Novel COVID-19 vaccine and mAb development from spike protein structure: NIH is almost to control the breakthrough

Novel COVID-19 vaccine

Novel COVID-19 vaccine and mAb development from spike protein structure: NIH is almost to control the breakthrough

NIH Vaccine Research Center and University of Texas (UT) Austin team has uncovered the structure of the COVID-19 spike protein, which mediates viral entry into cells via membrane fusion. It provide complete insight for Novel COVID-19 vaccine and mAb development for the new coronavirus, published in Science Magazine on Wednesday (19 February 2020).

The team used cryogenic electron microscopy (cryo-EM) to make their atomic-scale 3D model. The molecule the team produced – and for which they obtained a structure – represents only the extracellular portion of the spike protein, but is enough to elicit an immune response in patients.

Jason McLellan, associate professor at UT Austin who led the research, and his colleagues have spent many years studying other coronaviruses, including SARS-CoV and MERS-CoV. They had already developed methods for locking coronavirus spike proteins into a shape that made them easier to analyse and could effectively turn them into candidates for vaccines. This experience gave them an advantage for studying the novel virus.

“As soon as we knew this was a coronavirus, we felt we had to jump at it,” McLellan said, “because we could be one of the first ones to get the structure of Novel COVID-19 vaccine .

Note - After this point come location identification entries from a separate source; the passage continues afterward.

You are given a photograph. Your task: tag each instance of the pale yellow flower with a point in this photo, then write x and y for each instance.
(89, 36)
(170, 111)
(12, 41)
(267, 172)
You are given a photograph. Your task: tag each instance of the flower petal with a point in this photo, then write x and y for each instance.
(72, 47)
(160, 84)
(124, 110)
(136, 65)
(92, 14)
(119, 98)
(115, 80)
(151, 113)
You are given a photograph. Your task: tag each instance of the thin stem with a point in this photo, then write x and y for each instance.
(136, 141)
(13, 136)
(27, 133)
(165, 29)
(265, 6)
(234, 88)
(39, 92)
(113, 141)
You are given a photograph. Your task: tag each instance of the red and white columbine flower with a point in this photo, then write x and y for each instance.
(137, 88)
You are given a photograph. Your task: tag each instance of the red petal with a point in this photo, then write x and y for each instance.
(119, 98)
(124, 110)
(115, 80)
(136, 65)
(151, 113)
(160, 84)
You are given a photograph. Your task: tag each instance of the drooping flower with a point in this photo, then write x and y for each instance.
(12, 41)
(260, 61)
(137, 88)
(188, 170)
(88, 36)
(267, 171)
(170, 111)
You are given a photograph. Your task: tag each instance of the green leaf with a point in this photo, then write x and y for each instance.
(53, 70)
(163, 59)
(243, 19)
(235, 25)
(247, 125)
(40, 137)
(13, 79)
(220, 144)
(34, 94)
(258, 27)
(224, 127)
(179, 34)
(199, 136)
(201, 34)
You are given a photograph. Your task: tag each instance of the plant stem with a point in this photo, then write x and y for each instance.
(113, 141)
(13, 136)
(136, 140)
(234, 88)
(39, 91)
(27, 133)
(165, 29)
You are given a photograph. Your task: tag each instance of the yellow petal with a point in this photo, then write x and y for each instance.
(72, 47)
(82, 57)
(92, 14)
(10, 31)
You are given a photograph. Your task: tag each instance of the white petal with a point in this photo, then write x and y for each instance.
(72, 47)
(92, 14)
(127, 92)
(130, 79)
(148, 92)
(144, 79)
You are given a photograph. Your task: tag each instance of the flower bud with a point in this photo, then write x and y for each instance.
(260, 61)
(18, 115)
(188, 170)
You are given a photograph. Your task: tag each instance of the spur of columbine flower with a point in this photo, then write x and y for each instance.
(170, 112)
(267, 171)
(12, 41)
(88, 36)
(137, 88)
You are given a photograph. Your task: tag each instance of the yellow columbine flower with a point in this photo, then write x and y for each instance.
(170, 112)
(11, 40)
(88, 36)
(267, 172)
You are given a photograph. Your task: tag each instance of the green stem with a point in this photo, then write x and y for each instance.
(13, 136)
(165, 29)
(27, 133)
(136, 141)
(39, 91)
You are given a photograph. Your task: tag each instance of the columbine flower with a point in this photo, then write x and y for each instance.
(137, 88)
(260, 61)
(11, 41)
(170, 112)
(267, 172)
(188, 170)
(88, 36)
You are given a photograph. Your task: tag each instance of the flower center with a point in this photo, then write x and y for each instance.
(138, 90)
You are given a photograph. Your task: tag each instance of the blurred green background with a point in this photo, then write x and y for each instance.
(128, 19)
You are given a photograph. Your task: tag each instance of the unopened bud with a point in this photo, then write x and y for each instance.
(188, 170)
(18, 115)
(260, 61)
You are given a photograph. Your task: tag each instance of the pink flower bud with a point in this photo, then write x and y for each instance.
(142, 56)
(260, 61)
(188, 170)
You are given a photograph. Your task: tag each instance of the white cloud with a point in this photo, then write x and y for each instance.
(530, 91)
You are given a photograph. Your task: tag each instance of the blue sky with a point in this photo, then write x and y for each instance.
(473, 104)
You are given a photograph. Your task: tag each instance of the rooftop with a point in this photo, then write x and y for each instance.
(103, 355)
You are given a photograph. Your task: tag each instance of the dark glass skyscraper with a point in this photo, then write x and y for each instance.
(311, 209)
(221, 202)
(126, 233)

We knew exactly what mutations to put into this, because we’ve already shown these mutations work for other coronaviruses.”

Two weeks after receiving a genome sequence of the virus from Chinese researchers, the team designed and produced samples of their stabilised spike protein. It took approximately 12 more days to reconstruct the 3D atomic scale map of the spike protein and submit a manuscript.

Next, McLellan’s team plans to use their molecule to attack the virus that causes COVID-19, using it as a ‘probe’ to isolate naturally produced antibodies from patients who have been infected with the virus and successfully recovered. In large enough quantities, these antibodies could help treat a coronavirus infection soon after exposure.